Many hospitals participating in the Medicare BPCI Advanced program have recognized the importance of thorough coding of diagnoses to ensure that all applicable Hierarchal Condition Categories (HCC's) for each patient have been identified and coded on the Medicare bill. This is important because a significant component of the BPCI target is the Patient Case Mix Adjustment (PCMA) that utilizes an aggregation of each patient's HCC score in computing the overall target for an episode group. However, it's impossible to effectively target all 90,000 ICD 10 diagnosis codes for identification and coding, so focusing on a limited number of diagnoses that are likely to have the greatest effect on the BPCI Advanced target is a more cost-effective approach. A graphic of this process is shown below.
Filtering down the universe of ICD codes to those that are mapped to HCCs is the first step in this process. From about 90,000 ICD10 diagnoses, only about 10,000 are mapped to HCCs, so that smaller set of diagnoses is the initial focus for improving HCC coding. But wait – many of those diagnoses are already carefully evaluated by the hospital DRG groupers to maximize DRG weights – they are either used in determination of the DRG category itself or in the stratification of the DRG by presence of complications or major complications. Efforts at improving coding for these diagnoses are unlikely to be fruitful because they have already been subject to significant scrutiny. Because of this, focusing on other DRGs will increase the effectiveness of this process, and removing these diagnoses brings a list down to about 2500 diagnoses that are mapped to HCCs but are not used to determine DRGs.

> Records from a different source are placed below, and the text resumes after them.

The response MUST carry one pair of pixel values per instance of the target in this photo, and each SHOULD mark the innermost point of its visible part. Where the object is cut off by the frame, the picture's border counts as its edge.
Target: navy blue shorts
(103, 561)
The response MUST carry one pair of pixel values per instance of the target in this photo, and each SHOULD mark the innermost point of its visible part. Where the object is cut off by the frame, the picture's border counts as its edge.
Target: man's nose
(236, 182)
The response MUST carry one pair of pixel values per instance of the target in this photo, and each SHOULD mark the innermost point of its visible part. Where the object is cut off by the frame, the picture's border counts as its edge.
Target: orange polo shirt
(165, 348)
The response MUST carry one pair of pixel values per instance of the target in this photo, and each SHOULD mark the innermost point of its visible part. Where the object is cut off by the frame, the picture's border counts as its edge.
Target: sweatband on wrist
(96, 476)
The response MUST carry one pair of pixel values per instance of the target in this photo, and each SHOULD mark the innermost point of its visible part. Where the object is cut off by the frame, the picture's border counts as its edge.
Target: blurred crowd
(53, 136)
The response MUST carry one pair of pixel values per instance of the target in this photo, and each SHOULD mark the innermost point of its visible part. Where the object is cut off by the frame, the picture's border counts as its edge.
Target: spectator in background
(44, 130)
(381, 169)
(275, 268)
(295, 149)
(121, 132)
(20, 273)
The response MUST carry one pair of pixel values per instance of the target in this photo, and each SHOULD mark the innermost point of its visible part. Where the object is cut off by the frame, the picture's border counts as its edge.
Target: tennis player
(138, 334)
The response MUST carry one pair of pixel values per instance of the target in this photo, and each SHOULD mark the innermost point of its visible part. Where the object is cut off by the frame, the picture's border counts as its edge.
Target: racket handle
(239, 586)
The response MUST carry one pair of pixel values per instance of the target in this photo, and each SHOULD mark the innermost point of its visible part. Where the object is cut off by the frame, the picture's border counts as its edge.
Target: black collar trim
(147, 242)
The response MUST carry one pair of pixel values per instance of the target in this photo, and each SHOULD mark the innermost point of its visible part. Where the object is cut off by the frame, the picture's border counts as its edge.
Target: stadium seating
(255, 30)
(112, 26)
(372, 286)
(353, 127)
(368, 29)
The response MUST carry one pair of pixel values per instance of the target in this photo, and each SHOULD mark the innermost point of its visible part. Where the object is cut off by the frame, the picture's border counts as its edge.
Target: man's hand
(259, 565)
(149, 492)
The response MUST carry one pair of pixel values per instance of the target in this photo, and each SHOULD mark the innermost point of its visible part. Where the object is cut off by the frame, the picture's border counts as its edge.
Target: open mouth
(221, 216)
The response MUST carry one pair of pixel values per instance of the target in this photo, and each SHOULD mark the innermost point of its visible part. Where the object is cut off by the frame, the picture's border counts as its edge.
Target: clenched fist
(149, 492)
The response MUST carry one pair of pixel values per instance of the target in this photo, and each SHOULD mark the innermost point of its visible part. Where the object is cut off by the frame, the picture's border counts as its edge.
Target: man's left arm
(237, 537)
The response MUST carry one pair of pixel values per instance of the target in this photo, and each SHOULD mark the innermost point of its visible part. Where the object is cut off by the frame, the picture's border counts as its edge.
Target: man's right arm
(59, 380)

But a list of 2500 diagnoses codes is still too broad for a targeted effort, especially since some of these diagnoses may be rare or have a minimal contribution to the HCC score. To develop a more compact list of high-value diagnoses we filtered that list down to those that map to an HCC having a higher than average HCC risk factor, and then ranked that list by volume in a sample Medicare population. From that list we selected the top 25 diagnosis codes and their respective HCC categories, which are shown in the list below.

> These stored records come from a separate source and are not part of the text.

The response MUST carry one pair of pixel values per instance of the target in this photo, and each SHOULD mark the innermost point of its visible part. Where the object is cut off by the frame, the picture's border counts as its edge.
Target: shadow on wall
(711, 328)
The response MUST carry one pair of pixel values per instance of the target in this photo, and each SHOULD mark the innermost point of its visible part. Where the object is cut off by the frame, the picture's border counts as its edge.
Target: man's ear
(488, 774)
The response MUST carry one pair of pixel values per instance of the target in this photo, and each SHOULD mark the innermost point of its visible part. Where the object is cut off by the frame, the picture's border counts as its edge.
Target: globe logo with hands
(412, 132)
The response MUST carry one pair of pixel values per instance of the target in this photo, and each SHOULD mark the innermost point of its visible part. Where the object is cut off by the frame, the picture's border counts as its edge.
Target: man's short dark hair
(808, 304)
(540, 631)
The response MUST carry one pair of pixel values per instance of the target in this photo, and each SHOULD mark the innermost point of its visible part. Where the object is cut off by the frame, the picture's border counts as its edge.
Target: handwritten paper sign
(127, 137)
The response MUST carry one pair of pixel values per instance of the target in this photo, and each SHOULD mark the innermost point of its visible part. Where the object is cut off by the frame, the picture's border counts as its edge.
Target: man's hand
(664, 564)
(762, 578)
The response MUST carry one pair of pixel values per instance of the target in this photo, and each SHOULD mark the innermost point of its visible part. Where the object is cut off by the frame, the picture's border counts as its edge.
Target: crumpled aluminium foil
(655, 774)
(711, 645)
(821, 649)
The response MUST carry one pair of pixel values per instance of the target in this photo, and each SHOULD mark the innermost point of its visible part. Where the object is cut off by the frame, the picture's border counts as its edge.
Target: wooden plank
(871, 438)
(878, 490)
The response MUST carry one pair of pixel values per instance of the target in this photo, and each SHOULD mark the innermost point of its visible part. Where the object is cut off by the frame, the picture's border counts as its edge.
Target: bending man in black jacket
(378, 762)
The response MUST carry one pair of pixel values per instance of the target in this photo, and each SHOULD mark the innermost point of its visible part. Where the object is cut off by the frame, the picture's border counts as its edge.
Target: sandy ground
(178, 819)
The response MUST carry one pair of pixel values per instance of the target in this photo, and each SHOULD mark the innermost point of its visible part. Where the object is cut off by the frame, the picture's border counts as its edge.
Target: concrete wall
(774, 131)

Notably, more than half of the high-volume, high-value diagnosis codes are related to chronic skin ulcers, indicating the importance of coding these diagnoses that won’t get picked up by the DRG coding editors but can be significant to BPCI Advanced targets. Others group into the clinical categories of amputation status, atherosclerosis, HIV, complications related to implanted devices, and pressure ulcers. This list may be a manageable size for clinician focus in documenting diagnoses in patients while providing the greatest potential increase in BPCI Advanced targets.

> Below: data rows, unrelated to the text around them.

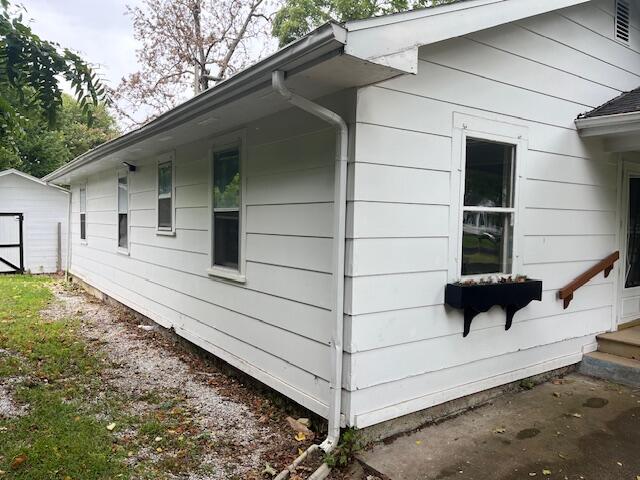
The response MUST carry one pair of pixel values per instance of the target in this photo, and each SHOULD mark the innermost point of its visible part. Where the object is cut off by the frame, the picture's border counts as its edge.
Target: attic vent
(622, 20)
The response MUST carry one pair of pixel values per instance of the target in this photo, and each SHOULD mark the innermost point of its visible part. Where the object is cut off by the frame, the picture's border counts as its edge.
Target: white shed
(322, 270)
(33, 224)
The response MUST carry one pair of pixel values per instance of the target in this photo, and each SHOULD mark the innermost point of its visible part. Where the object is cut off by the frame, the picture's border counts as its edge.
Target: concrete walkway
(575, 428)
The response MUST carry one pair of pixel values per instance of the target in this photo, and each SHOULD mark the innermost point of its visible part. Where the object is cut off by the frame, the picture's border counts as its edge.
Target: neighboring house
(33, 224)
(234, 220)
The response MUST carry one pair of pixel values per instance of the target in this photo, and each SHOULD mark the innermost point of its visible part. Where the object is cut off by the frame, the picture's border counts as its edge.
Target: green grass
(64, 434)
(56, 375)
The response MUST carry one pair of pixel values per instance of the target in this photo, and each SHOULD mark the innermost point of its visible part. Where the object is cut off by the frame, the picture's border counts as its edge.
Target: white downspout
(340, 207)
(68, 262)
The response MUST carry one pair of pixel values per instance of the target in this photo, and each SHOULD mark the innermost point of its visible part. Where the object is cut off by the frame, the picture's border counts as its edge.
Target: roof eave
(317, 44)
(604, 125)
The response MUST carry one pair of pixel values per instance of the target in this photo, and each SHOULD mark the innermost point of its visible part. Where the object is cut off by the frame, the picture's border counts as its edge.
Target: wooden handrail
(605, 265)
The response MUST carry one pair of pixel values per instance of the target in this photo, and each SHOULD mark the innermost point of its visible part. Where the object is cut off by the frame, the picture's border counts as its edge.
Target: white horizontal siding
(277, 325)
(43, 208)
(405, 347)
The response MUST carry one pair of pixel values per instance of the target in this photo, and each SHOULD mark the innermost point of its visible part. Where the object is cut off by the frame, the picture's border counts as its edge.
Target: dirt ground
(151, 370)
(576, 428)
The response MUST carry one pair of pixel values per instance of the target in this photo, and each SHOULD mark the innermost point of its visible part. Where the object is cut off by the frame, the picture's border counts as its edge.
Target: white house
(302, 219)
(33, 224)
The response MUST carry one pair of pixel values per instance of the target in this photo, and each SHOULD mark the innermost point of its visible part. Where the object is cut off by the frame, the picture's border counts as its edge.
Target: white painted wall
(405, 348)
(277, 326)
(43, 208)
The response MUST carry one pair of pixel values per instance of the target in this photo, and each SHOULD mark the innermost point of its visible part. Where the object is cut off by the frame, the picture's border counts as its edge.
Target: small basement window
(488, 211)
(123, 210)
(623, 11)
(226, 208)
(83, 213)
(165, 196)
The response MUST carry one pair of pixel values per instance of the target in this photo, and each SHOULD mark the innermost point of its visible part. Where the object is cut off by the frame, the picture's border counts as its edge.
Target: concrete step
(611, 367)
(623, 343)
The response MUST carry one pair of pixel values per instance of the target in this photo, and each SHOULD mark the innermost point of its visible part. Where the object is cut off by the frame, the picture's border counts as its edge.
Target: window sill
(226, 274)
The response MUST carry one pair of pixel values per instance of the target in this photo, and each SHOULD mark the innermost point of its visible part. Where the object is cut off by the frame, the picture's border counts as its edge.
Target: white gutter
(327, 40)
(339, 216)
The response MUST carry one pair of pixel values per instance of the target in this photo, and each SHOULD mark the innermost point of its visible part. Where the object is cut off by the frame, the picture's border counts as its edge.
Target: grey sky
(98, 29)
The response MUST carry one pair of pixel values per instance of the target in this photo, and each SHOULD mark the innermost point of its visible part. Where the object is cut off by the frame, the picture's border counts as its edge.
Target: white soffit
(393, 40)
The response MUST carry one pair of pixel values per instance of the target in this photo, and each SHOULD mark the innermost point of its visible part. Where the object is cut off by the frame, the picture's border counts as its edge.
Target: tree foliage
(186, 46)
(298, 17)
(40, 148)
(30, 73)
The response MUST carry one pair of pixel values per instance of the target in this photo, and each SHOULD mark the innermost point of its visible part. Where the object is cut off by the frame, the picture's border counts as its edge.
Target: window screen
(226, 208)
(83, 213)
(123, 211)
(487, 225)
(165, 196)
(622, 20)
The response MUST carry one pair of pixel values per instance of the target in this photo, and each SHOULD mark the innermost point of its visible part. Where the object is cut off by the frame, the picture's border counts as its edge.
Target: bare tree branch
(181, 42)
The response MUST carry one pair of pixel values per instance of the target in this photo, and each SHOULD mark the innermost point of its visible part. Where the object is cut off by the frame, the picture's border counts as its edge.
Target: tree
(298, 17)
(30, 73)
(189, 45)
(40, 149)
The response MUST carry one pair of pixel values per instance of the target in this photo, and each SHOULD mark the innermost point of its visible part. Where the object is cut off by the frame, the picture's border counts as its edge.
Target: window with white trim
(488, 207)
(123, 210)
(226, 192)
(83, 213)
(165, 196)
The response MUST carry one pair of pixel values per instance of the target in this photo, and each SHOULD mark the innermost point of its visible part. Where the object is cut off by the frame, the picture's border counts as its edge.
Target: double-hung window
(165, 196)
(83, 213)
(123, 210)
(226, 190)
(488, 207)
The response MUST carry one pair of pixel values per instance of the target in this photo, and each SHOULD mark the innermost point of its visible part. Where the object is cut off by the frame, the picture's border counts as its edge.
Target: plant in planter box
(476, 296)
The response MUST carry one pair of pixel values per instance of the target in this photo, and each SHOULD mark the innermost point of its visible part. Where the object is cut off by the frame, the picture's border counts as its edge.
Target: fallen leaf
(269, 470)
(19, 460)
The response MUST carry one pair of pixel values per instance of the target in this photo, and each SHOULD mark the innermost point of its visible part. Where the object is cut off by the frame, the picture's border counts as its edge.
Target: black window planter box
(478, 298)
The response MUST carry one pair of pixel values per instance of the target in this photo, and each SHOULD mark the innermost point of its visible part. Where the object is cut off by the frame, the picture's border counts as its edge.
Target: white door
(9, 243)
(630, 248)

And here's where an analyst might believe that he has reached a useful conclusion, which is that coding pressure ulcers is a key to improving HCC scores in BPCI. But any knowledgeable clinician will know that pressure ulcers are the result of improper medical care and should be avoided as much as possible. Coding them is not a key to HCC improvement. So excluding pressure ulcers from the above list leaves few diagnoses that are critical to HCC assignment but aren't already being examined by the DRG coding editors. This suggests that an effort to improve coding of hospital claims specifically to improve HCC scores may not be worth the additional resources necessary for such an initiative. Most of the diagnoses that affect HCC assignment are already being reviewed by the DRG coding editors and further analysis may not be worth the effort.